A MULHER DA NUCA

O homem maduro estava indócil. Sempre à espera do que não sabia definir.Sabia que esperava uma mulher. Não uma mulher qualquer. Dobrava sentido, o tempo passava e ele não encontrava a mulher certa. Circulava, mexia-se, namorava e todas as semanas repassava o que havia na sua agenda. Muitas mulheres disponíveis, de todos os tipos, mas não havia a que ele imaginava ser a mulher certa.

Viu-se escrevendo, a contragosto, definindo as qualidades do que seria a mulher certa. Idade, raça, tipo físico, escolaridade, cultura, família, nível de renda, comportamento social, conteúdo, imagem pública, grau de liberdade e beleza. Parecia um concurso. Coisa idiota. Mas, pegou a sua lista e saiu colocando esses, para sim e enes, para não.

Algumas ganhavam muitos esses e poucos enes. Mas não havia nenhuma, em seu amplo e difuso critério, que tivesse a maioria de esses. Faltavam sempre elementos que considerava básicos como a idade certa, beleza, comportamento social, cultura, o nível de renda etc.

Era uma coisa ridícula, além de idiota, esse tal critério que adotara, sabia disso. Era tão ridículo que resolveu colocá-lo dentro de um livro no fundo de uma gaveta. Continuava a fazer a sua ronda, viver as suas horas de luxúria e freqüentar com amigas a discrição de bares e restaurantes adjacentes, onde não seria visto com a mulher que não era a certa. Seu coração parecia fazer um piquete contra a vulgaridade.. O tempo e a vida foram reduzindo o rol de amigas. Ficaram algumas, mínimas, mas nenhuma tinha os tais dos esses em maioria.

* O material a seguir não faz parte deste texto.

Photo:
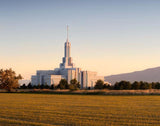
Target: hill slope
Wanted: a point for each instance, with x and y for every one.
(148, 75)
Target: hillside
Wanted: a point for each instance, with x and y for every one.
(148, 75)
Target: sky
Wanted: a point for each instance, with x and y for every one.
(107, 36)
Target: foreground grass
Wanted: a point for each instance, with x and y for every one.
(56, 110)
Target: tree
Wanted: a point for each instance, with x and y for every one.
(29, 86)
(8, 79)
(63, 84)
(74, 84)
(99, 84)
(23, 86)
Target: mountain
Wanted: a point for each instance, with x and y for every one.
(148, 75)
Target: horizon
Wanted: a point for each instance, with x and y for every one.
(110, 37)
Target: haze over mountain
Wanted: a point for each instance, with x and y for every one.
(148, 75)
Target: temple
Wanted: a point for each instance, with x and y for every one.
(68, 71)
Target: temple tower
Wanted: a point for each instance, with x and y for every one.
(67, 59)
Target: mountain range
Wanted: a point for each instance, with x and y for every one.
(148, 75)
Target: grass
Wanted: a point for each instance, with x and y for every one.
(75, 110)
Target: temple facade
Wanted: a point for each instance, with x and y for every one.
(68, 71)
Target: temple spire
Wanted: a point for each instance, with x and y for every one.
(67, 33)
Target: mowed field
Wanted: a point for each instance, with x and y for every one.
(75, 110)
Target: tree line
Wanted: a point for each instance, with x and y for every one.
(9, 80)
(63, 84)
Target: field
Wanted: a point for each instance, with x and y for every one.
(74, 110)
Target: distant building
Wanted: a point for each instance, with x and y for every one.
(66, 71)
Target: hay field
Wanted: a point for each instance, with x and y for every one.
(75, 110)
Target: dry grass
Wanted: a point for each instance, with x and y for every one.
(75, 110)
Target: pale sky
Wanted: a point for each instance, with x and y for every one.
(107, 36)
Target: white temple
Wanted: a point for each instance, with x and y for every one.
(66, 71)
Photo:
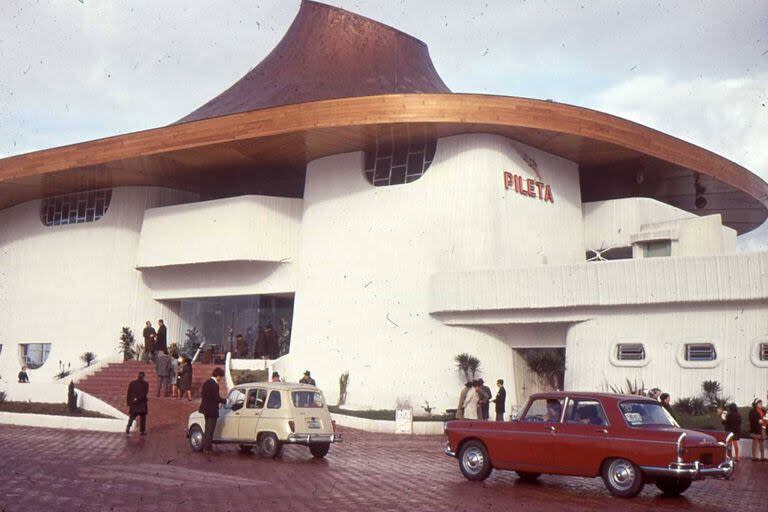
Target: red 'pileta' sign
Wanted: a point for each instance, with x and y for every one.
(528, 187)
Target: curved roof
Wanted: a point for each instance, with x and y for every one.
(329, 53)
(250, 134)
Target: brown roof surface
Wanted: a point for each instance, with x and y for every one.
(329, 53)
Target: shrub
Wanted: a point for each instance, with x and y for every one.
(88, 358)
(468, 364)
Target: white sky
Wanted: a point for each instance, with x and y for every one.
(76, 70)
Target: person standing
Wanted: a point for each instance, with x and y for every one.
(500, 400)
(163, 369)
(732, 424)
(149, 342)
(756, 431)
(137, 404)
(209, 406)
(486, 400)
(307, 379)
(162, 337)
(185, 378)
(463, 400)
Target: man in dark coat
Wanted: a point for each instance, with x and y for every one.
(486, 403)
(149, 342)
(500, 400)
(137, 403)
(161, 342)
(209, 406)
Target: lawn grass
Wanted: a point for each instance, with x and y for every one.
(48, 409)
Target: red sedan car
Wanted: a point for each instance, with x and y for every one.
(628, 440)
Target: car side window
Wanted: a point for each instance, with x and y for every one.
(256, 398)
(234, 396)
(586, 412)
(544, 410)
(274, 402)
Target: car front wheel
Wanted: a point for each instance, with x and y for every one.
(622, 478)
(673, 486)
(196, 438)
(270, 445)
(319, 450)
(474, 461)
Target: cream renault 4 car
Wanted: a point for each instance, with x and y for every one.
(269, 415)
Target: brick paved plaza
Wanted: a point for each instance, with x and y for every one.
(50, 470)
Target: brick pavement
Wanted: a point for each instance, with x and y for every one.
(52, 470)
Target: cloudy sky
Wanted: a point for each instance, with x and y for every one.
(75, 70)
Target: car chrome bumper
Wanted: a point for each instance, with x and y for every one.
(315, 438)
(692, 470)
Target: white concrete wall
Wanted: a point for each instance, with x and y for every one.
(367, 253)
(245, 228)
(75, 286)
(735, 329)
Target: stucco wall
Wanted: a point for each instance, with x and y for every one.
(367, 254)
(75, 286)
(735, 329)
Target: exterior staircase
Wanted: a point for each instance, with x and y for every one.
(110, 384)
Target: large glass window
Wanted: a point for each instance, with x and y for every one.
(34, 355)
(264, 321)
(401, 155)
(75, 208)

Um dia, na verdade uma noite, foi a um cinema. Estava acompanhado de uma do rol, que era uma mulher bonita, agradável, mas que não tinha, por exemplo, o conteúdo desejado.Chegaram antes da sessão começar, sentaram-se e viu uma nuca de mulher exatamente em sua frente. Uma nuca como jamais havia visto. Os cabelos meio louros puxados para cima em um pseudo-displicente coque. Era uma nuca de cabelos ralos, uma pela branca com o sal do sol e o viço consistente da mulher que ainda amadurecia. O que existiria do outro lado da nuca?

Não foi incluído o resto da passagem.